There are no COMPUTING PROFESSIONALS on the list??????
only *2611 - ICT business and systems analysts* is shown for IT professionals. 


shaharshad said:


> Hi Everyone,
> 
> I have come across this news (i.e. The preliminary draft of new SOL), i thought to share it with you all.
> 
> ...


----------



## anj1976 (Apr 24, 2008)

yes from teh new ACT list as well they have taken off all IT pros from the baselist and added them to the quota list


----------



## Dolly (Feb 17, 2008)

That's going to crush a whole lot of people's hopes of coming over!

Dolly


----------



## anj1976 (Apr 24, 2008)

i am seriously thinking of considering canada..


----------



## satpal123 (Sep 26, 2009)

Thats just a draft list and should change when announced in April


----------



## farazfaheem (Oct 6, 2009)

its also 2613 - Software and Application Programmers listed there 


I think they are more towards specializing the occupation rather than categorizing lot of occupations under one umbrella... Hope they would particularly include Computer Professional .. 



Gaurav said:


> There are no COMPUTING PROFESSIONALS on the list??????
> only *2611 - ICT business and systems analysts* is shown for IT professionals.


----------



## Zenji (May 24, 2009)

Will these changes affect those who have already applied in 2009?


----------



## farazfaheem (Oct 6, 2009)

No I guess. 



Zenji said:


> Will these changes affect those who have already applied in 2009?


----------



## shafaqat309 (Apr 7, 2009)

I think these are New Zealand codes, hopefully they would update them to AU codes. they we can generalize anything.


----------



## farazfaheem (Oct 6, 2009)

where it says these are NewZealand codes Shafqat?




shafaqat309 said:


> I think these are New Zealand codes, hopefully they would update them to AU codes. they we can generalize anything.


----------



## shafaqat309 (Apr 7, 2009)

Excerpted some text from the para


_What does this draft list of specialised occupations mean for the new SOL?

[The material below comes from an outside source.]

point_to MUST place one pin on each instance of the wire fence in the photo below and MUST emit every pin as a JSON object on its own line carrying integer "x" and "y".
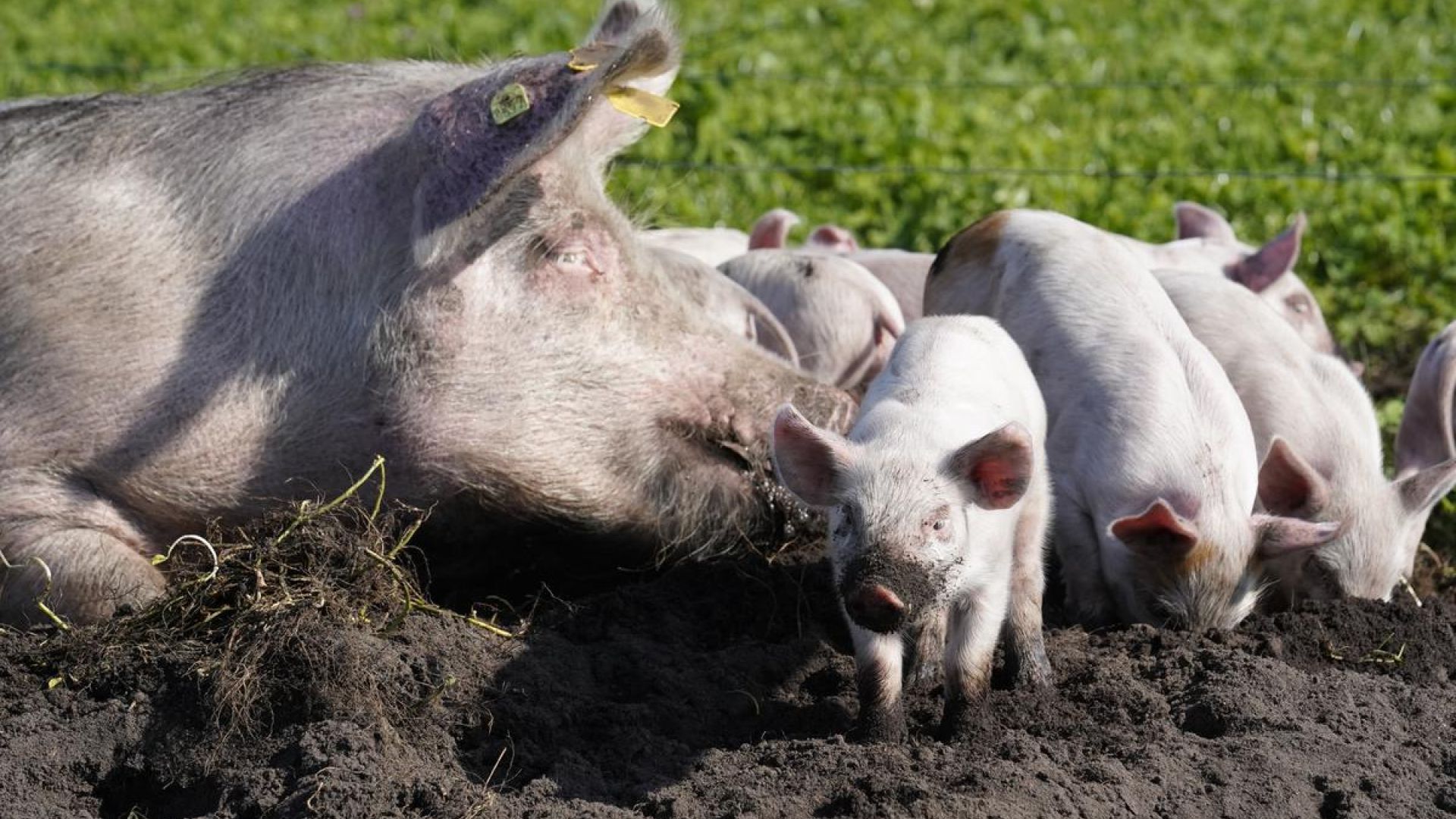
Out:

Unfortunately this list raises more questions than it answers, so it's very hard to know.

While it's useful to finally have an indication of the occupations that will appear on the list (and reassuring that so many of the primary occupations appear, in contrast to what many feared), we must remember that this isn't the final list.

As a result, there's still no guarantee that all the occupations shown here will appear on the final list. Contrarily, there's every possibility that occupations which don't appear here could still appear on the new SOL when it's announced in April.

*It's also interesting to see that the occupations are all from the ANZSCO (Australia and New Zealand Skilled Classification of Occupations) as opposed to the previously used ASCO (Australian Skilled Classification of Occupations).*

While there have previously been hints and indications that the new SOL would switch to using the more current ANZSCO to classify occupations, it's still surprising that it hasn't been formally announced.

So, for now, I'd advise everyone to keep working and not make any rash decisions before the new SOL is formally introduced in April. In the meantime, I will continue monitoring the situation and provide updates as and when I receive them.

- Lauren Mennie is Casework Department Manager for the Australian Visa Bureau_


----------



## farazfaheem (Oct 6, 2009)

this makes me happy again.. ..




shafaqat309 said:


> Excerpted some text from the para
> 
> 
> _What does this draft list of specialised occupations mean for the new SOL?
> ...


----------